Publications by right wing Lebensreformists, which sold in the tens of thousands, argued that their practices were "the means by which the German race would regenerate itself and ultimately prevail over its neighbours and the diabolical Jews who were intent on injecting putrefying agents into the nation's blood and soil".
[4] This völkisch movement believed that the decline of the Aryan race could only be halted by encouraging people to abandon city life in favour of settling in the rural areas in the east.
[5] Whilst members wished to perform agricultural labour as an alternative to military service, they also saw it as part of their duty to violently oppose Slavs and to drive them out of Germany.

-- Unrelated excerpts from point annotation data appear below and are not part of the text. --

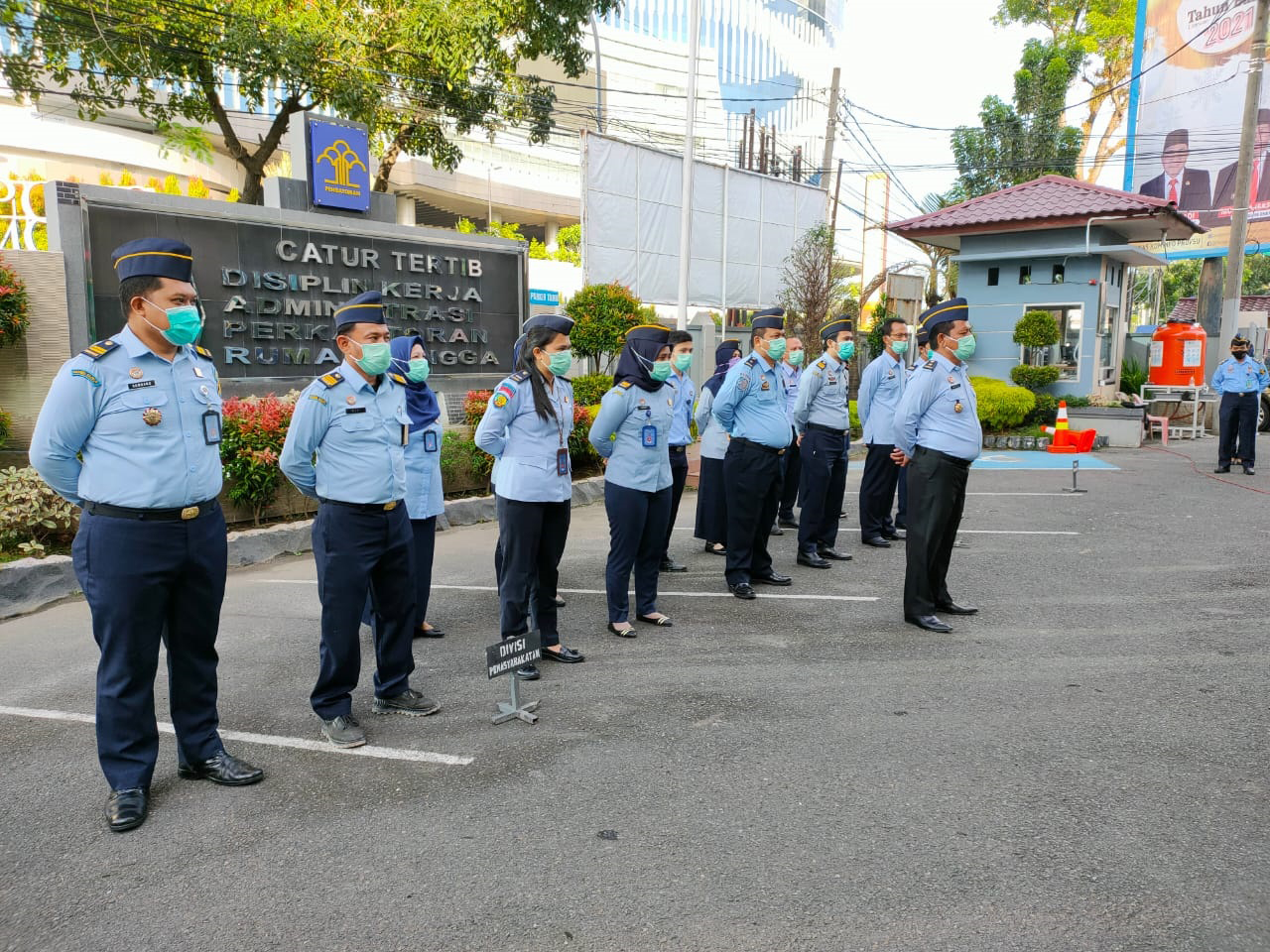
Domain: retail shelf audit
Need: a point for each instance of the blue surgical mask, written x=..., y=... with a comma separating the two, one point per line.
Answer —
x=185, y=322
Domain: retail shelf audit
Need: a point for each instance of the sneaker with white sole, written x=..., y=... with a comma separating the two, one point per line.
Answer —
x=343, y=731
x=409, y=702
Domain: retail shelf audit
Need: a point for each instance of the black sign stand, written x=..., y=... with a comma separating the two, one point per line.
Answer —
x=504, y=657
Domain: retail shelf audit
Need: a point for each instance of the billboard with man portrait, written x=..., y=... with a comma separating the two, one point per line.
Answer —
x=1185, y=112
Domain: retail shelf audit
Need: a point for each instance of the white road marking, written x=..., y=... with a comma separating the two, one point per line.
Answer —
x=267, y=739
x=601, y=592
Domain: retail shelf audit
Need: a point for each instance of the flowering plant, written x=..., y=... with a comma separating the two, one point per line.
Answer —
x=253, y=433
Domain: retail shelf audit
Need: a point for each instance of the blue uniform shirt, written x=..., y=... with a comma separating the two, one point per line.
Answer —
x=939, y=411
x=357, y=433
x=139, y=422
x=681, y=422
x=638, y=456
x=423, y=492
x=751, y=403
x=792, y=376
x=880, y=388
x=714, y=440
x=524, y=444
x=825, y=395
x=1243, y=376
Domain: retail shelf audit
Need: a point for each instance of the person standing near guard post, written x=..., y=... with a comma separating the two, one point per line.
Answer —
x=880, y=388
x=681, y=433
x=938, y=435
x=751, y=409
x=131, y=433
x=1239, y=380
x=824, y=421
x=345, y=447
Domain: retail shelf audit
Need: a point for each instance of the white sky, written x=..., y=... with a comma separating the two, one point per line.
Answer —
x=929, y=62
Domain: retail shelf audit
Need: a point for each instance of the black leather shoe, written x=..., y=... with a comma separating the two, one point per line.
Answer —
x=812, y=560
x=223, y=769
x=566, y=655
x=832, y=553
x=772, y=579
x=930, y=622
x=126, y=809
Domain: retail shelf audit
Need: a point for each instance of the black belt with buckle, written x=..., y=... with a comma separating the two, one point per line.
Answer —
x=826, y=429
x=123, y=512
x=363, y=507
x=774, y=451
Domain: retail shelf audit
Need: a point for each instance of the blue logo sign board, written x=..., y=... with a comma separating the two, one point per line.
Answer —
x=339, y=164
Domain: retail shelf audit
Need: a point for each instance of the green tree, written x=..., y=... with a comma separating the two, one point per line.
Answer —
x=602, y=313
x=1103, y=32
x=416, y=71
x=1021, y=141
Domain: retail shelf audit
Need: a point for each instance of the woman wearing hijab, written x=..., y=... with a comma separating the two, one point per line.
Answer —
x=630, y=431
x=425, y=500
x=711, y=500
x=526, y=428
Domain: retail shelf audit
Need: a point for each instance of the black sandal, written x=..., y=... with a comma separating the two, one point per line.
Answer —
x=662, y=622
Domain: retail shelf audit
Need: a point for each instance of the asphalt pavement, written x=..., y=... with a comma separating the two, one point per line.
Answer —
x=1080, y=767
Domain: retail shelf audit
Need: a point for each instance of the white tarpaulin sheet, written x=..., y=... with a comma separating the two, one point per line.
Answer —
x=743, y=226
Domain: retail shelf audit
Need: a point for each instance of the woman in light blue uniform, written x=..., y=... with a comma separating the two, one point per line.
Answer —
x=630, y=431
x=526, y=428
x=711, y=500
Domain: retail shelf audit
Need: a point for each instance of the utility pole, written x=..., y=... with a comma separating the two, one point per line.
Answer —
x=689, y=148
x=1243, y=177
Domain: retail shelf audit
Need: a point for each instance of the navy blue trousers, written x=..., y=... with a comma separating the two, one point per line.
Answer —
x=150, y=581
x=636, y=527
x=359, y=551
x=531, y=537
x=1237, y=416
x=825, y=481
x=878, y=492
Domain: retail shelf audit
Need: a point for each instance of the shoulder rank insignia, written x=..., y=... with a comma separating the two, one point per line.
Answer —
x=99, y=349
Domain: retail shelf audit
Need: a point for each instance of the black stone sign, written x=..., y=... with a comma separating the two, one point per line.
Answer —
x=508, y=655
x=268, y=291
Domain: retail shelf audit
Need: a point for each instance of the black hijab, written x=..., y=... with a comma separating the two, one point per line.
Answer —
x=643, y=344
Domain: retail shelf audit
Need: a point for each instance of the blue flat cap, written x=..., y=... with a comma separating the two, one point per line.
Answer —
x=158, y=258
x=774, y=318
x=835, y=326
x=559, y=322
x=363, y=308
x=953, y=309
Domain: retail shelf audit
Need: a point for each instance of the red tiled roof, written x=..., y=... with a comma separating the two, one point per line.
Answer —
x=1052, y=199
x=1185, y=307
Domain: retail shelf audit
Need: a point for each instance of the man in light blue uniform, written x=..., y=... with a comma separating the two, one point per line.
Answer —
x=751, y=409
x=681, y=433
x=938, y=435
x=792, y=468
x=1239, y=380
x=824, y=421
x=131, y=433
x=356, y=422
x=880, y=388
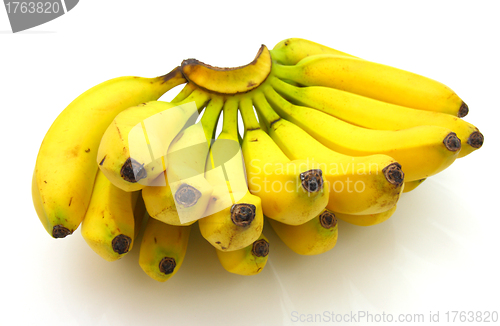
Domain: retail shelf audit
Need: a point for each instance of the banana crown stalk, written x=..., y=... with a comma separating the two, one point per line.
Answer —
x=327, y=136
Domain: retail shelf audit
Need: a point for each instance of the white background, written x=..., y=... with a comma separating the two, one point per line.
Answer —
x=438, y=253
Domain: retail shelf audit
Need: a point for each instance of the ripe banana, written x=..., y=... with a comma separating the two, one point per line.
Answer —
x=373, y=114
x=358, y=185
x=422, y=151
x=411, y=185
x=132, y=149
x=374, y=80
x=65, y=168
x=250, y=260
x=229, y=80
x=109, y=226
x=292, y=192
x=314, y=237
x=293, y=50
x=158, y=196
x=367, y=219
x=163, y=249
x=234, y=218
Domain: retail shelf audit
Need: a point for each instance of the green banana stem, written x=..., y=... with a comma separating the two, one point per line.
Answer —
x=248, y=114
x=230, y=120
x=265, y=110
x=184, y=93
x=210, y=117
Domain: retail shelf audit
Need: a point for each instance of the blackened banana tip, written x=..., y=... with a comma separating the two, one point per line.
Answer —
x=260, y=248
x=452, y=142
x=476, y=139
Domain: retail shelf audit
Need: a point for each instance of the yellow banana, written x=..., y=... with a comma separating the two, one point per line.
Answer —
x=229, y=80
x=292, y=50
x=109, y=224
x=160, y=202
x=357, y=185
x=291, y=191
x=374, y=80
x=158, y=196
x=65, y=168
x=367, y=219
x=373, y=114
x=234, y=218
x=132, y=149
x=411, y=185
x=314, y=237
x=250, y=260
x=163, y=249
x=422, y=151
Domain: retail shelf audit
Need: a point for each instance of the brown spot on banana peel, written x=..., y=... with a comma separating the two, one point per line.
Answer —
x=132, y=171
x=242, y=214
x=475, y=139
x=189, y=68
x=260, y=248
x=464, y=110
x=187, y=195
x=167, y=265
x=312, y=180
x=394, y=174
x=452, y=142
x=327, y=219
x=121, y=244
x=59, y=231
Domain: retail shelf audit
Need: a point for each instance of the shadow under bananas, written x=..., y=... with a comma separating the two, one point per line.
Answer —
x=371, y=268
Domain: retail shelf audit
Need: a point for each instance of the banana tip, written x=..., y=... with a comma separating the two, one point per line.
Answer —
x=463, y=111
x=260, y=248
x=312, y=180
x=242, y=214
x=167, y=265
x=452, y=142
x=60, y=231
x=121, y=244
x=394, y=174
x=476, y=139
x=187, y=195
x=327, y=219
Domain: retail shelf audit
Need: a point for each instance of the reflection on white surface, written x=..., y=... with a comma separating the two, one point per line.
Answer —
x=418, y=261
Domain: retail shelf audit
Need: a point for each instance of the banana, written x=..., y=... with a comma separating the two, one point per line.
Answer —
x=109, y=226
x=314, y=237
x=358, y=185
x=422, y=151
x=233, y=219
x=132, y=149
x=229, y=80
x=367, y=219
x=163, y=249
x=293, y=50
x=411, y=185
x=374, y=114
x=250, y=260
x=65, y=167
x=291, y=191
x=374, y=80
x=158, y=196
x=160, y=202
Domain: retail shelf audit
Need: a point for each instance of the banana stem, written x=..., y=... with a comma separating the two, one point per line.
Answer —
x=210, y=117
x=248, y=115
x=230, y=121
x=185, y=92
x=266, y=111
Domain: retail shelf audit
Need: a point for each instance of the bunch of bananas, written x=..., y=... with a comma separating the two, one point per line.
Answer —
x=326, y=136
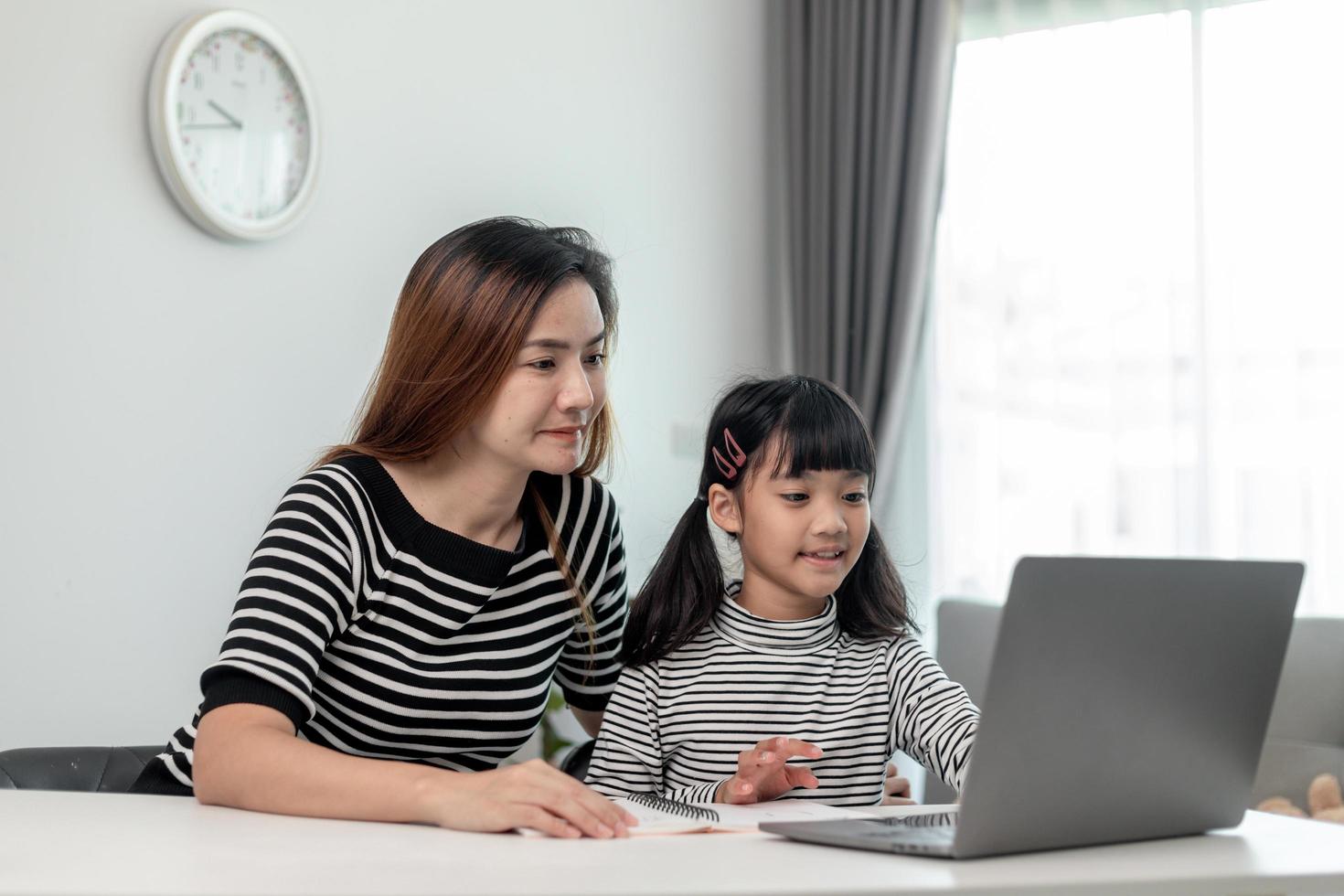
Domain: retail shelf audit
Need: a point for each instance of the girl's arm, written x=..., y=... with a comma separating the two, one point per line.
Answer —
x=628, y=755
x=932, y=718
x=248, y=756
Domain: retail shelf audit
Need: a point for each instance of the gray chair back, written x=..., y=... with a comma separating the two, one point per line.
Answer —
x=1307, y=727
x=1306, y=730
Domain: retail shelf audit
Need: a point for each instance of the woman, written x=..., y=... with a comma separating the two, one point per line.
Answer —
x=415, y=594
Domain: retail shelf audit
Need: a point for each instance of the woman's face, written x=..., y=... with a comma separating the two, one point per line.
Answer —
x=540, y=415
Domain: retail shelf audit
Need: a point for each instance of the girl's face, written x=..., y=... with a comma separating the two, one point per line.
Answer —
x=803, y=535
x=540, y=415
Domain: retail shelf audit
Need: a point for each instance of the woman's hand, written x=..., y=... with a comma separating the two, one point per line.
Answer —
x=895, y=790
x=531, y=795
x=763, y=774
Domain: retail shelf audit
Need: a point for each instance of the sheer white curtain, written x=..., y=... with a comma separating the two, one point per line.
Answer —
x=1137, y=300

[6] As the situation deteriorated in the late 1920s, some of the Artamans were drawn deeper into politics, and engaged in a holy war against their enemies: liberals, democrats, Free-Masons and Jews.
[4] The Artaman vision would continue to have a profound effect on Himmler who, throughout his time as Reichsführer-SS, retained his early dreams of a racially pure peasantry.
Since the 1990s, far-right environmentalists have taken advantage of cheap farmland made available by the post-Cold War reunification of East and West Germany, establishing themselves in Mecklenburg, "in an effort to reinvigorate the traditions of the Artaman League".
The politically extreme rightwing environmental magazine Umwelt und Aktiv (Environment and Active), is believed to receive support from Germany's far-right National Democratic Party (NPD).